Kerja Sama Iklim RI - Jepang dengan High Integrity

NERACA

Jakarta-Menteri Lingkungan Hidup dan Kehutanan RI, Siti Nurbaya, menerima kunjungan Menteri Lingkungan Hidup Jepang, Mr. Yagi Tetsuta dan delegasi Jepang di Kantor Kementerian Lingkungan Hidup dan Kehutanan Jakarta.

Pertemuan kedua menteri ini  membahas komitmen dan aktualisasi kerja sama dalam aksi perubahan iklim terkait pengelolaan limbah, gambut dan  upaya konservasi.

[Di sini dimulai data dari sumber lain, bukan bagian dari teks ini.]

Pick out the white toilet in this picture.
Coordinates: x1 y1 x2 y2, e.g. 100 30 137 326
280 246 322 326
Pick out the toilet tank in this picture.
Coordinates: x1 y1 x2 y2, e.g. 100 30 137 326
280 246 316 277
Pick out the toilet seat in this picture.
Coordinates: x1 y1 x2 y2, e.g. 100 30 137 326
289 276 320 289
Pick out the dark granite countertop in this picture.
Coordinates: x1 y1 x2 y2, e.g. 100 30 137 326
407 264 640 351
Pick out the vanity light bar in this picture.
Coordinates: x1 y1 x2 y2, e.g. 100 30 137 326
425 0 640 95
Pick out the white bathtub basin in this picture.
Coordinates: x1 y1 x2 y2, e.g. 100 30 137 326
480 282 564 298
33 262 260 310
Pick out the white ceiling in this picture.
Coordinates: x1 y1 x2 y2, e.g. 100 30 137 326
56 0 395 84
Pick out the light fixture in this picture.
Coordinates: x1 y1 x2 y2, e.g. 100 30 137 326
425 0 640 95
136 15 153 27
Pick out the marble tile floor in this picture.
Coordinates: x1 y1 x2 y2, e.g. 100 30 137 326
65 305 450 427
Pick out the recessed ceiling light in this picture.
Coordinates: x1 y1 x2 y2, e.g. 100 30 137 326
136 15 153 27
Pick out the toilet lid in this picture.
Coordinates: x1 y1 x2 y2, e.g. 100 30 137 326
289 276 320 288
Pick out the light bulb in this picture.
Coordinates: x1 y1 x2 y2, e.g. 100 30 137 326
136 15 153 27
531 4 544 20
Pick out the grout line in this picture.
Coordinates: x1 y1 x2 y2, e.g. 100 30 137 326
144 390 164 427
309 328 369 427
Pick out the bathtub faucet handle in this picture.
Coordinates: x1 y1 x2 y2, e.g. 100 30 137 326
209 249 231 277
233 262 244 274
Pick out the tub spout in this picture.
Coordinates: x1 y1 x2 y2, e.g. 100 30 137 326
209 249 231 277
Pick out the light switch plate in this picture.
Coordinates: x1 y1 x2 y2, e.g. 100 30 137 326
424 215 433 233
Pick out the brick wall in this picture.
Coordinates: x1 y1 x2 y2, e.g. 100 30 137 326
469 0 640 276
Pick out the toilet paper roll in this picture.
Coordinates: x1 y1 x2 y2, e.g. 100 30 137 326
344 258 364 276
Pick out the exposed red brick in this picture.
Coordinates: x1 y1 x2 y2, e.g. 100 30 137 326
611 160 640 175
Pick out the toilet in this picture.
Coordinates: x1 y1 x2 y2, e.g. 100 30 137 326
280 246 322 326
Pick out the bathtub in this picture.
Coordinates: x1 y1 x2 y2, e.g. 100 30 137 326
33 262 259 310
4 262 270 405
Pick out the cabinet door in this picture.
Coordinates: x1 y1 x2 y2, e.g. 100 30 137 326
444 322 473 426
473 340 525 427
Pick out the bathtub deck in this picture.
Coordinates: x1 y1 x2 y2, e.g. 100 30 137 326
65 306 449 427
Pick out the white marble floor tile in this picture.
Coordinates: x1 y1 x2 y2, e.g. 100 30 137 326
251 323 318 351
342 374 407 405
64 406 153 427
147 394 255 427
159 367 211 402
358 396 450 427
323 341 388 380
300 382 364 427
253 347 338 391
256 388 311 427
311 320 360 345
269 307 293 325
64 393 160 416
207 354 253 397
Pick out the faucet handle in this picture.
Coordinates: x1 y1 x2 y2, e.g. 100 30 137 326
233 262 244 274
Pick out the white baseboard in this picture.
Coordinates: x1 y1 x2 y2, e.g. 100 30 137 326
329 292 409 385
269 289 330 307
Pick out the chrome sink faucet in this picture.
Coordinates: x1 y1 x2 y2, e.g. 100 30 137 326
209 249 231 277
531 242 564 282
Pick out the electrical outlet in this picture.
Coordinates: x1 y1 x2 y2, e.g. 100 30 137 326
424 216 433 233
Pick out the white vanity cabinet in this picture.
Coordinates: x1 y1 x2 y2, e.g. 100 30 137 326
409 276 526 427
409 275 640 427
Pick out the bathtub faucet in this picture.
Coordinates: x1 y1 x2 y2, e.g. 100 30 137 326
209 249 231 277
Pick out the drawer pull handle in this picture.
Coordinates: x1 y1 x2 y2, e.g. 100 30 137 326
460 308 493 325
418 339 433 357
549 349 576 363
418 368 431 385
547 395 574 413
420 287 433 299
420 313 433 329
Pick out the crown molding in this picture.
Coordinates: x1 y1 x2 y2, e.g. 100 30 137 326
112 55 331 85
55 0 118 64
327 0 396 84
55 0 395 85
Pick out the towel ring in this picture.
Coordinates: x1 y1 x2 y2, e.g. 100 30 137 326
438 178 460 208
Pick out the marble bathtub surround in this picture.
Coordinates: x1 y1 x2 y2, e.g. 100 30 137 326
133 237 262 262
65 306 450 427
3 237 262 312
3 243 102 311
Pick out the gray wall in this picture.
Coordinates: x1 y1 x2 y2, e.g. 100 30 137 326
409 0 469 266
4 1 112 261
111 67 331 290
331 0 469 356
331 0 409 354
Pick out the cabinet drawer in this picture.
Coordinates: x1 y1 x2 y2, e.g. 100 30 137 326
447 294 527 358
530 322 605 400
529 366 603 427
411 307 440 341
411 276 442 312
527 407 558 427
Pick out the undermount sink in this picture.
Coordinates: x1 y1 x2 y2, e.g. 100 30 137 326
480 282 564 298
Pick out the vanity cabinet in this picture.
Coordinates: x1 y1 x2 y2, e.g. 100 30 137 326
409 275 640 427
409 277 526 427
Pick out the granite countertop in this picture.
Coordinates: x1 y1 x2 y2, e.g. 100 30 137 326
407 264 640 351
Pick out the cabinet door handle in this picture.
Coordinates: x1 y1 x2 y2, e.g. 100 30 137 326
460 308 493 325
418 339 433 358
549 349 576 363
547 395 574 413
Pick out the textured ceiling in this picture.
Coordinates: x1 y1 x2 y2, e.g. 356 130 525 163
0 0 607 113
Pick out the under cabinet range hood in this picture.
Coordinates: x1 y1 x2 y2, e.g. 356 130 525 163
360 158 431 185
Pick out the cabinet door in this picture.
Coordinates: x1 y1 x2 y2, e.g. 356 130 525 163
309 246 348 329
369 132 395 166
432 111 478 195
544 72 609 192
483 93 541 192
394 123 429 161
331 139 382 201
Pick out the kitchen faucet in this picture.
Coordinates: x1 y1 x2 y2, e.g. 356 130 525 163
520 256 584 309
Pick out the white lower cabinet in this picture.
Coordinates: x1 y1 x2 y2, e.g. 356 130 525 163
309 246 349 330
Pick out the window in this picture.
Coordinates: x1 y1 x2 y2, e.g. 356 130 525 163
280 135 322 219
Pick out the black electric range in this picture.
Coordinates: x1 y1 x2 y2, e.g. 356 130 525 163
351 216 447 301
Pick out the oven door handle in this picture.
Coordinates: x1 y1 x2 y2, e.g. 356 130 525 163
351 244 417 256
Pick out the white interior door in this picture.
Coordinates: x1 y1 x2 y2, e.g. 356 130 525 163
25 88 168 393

“Secara prinsip, kedua negara memiliki komitmen untuk mengatasi tantangan global seperti perubahan iklim, pengelolaan limbah, dan upaya konservasi untuk mendukung kelestarian lingkungan. Isu-isu kritis tersebut telah dibahas dalam dialog kedua negara pada April 2024 lalu di Jepang, yang menyoroti dedikasi kita bersama,”ungkap Siti Nurbaya mengawali diskusi dengan Mr. Tetsuka.

Terkait perubahan iklim, Menteri Siti Nurbaya menyampaikan bahwa  mendorong kerja  bersama,  kolaborasi dalam mengatasi perubahan iklim. Hal ini sejalan dengan komitmen Indonesia untuk mengurangi emisi gas rumah kaca dan mencapai target Kontribusi Nasional (NDC). Untuk Indonesia sudah ada pijakan dasarnya dengan Peraturan Presiden (Perpres) No.98/2021.

Dikatakan Siti, saat ini Indonesia sedang mempercepat dan mengadaptasi mekanisme kredit JCM dan SPEI secara paralel sesuai dengan Perpres 98 Tahun 2021.

“Untuk  itu telah ada tim kerja KLHK  untuk memfasilitasi  percepatan kerja sama Indonesia-Jepang untuk iklim dan karbon. Tim kerja akan  fokus pada penyiapan Sistem Registrasi Nasional (SRN), sistem MRV, sistem SPEI, dan calon pilot project di sektor kehutanan dan persampahan,” ungkap Siti.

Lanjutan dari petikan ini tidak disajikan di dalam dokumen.